1. We have added information about how datasest were selected for inclusion in the collections in the methods section under the title “Identification of monocyte datasets”… Using the search query, the results also returned a number of datasets that did not include profiles of monocytes but instead of “monocyte-derived dendritic cells” or “monocyte-derived macrophages”. During our manual screen these were excluded as were studies employing monocytic cell lines. Only studies including primary human monocyte profiles were retained.”…

2. We agree with the reviewer that presenting the table using landscape orientation makes it difficult to read. We therefore changed table format from landscape to portrait orientation.

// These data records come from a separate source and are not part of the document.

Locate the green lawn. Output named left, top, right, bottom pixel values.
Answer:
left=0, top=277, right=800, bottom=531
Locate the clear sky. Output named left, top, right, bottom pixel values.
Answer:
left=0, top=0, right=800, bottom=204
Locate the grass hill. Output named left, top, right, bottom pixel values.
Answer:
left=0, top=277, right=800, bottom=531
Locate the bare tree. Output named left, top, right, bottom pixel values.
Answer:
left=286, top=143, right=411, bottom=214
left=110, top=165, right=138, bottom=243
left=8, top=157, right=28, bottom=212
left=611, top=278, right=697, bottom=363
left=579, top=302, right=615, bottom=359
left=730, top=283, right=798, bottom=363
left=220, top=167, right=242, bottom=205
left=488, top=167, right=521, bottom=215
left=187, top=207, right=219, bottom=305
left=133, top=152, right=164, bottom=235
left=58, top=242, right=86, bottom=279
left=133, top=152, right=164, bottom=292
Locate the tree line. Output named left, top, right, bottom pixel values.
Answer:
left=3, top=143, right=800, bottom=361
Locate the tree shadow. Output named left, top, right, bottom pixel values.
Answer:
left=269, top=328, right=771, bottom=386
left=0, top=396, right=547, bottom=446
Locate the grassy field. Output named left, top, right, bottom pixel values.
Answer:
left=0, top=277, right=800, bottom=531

3. Thank you for pointing this out. We changed the label on this figure to read “ex-vivo, no treatment”. These include studies where monocytes were isolated from healthy subjects for comparison with other cell types, or evaluation of variation among healthy individuals.

4. Assessing contamination can indeed be difficult, especially using this type of data where cell-level information is lacking. We plan to explore with our bioinformatics collaborators the development of a "scoring" approach to better quantify potential contamination but this is not a simple matter to address. At this point we have simply verified for each dataset that expression of markers was consistent with grouping labels provided by depositors. We have added language in the manuscript to clarify this point.

5. Thank you for pointing out this typo on this label. This dataset focuses on genomic profile of human blood both CD4+ and CD8+ T cells, B cells, NK cells monocytes and neutrophil. Figure 3 was corrected accordingly as shown in the new Figure 3.

In this short descriptive report the authors put their published Gene Expression Browser tool to work in arranging several thousand transcriptome profiles obtained from public datasets that looked at monocyte immunology. They were able to compare groups of monocytes based on phenotypic attributes and rank gene expression. The authors provide a nice summary of the technique and validation.

I have read this submission. I believe that I have an appropriate level of expertise to confirm that it is of an acceptable scientific standard.